Minimizing Piece-wise Linear Area for Solution to Convex Hull of Segments

In a previous post we saw a solution to the parallel line segment smallest convex hull problem. See the post and familiarize yourself with the solution. You will see that the last paragraph explains how to find the optimal point p that minimizes the area between the point, two polylines, and the tangent lines between p and the polylines.


There we want to determine the point p in segment sl such that the area A(p) is minimized. See this figure.


See that the straight lines defined by the extension of the sides of the polyline (top or bottom chain) that are reachable from p by drawing a line that does not cut the polyline intersect the segment sl.


Extend the sides of one of the polylines (top or bottom chain). If the side is reachable from any point in  sl by drawing the point to the side without cutting the chain, then the extension into infinite of the line defined by that side intersects the segment  sl . To find the optimal p to minimize A(p), we just need to consider all the above mentioned intersection points.


Let x1, x2, ..., xa be the points of intersection from the extension of the lines sides of the top chain and segment sl, ordered from top to bottom.

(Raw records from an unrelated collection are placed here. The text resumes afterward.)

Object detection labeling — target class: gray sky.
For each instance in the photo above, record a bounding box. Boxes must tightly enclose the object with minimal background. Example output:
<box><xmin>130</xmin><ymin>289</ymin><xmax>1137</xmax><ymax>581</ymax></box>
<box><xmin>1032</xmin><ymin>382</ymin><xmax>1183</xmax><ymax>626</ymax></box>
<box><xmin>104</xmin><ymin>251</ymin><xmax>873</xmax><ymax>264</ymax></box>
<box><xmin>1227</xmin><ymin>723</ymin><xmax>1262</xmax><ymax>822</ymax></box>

Let y1, y2, ..., yb be the points of intersection from the extension of the lines sides of the top chain and segment sl, ordered from top to bottom.


We just need to consider all the intersections between two intervals [xi,x i+1] and [yj,y j+1] for all i and j possible, which quantity that is is linear in the number of segments from the problem solved in the last post. See this figure for a visual.


Then see this figure and realize that for each of those intervals, realize that the optimal point p for that interval will lie in one of the extreme points of the interval, or else then any point in the interval will give you the same area A(p). The reason is that the chains form a monotone convex polyline, and whichever of the two points al(p) and bl(p), as shown in the figure, is closest from sl will determine the point p in sl that minimizes A(p).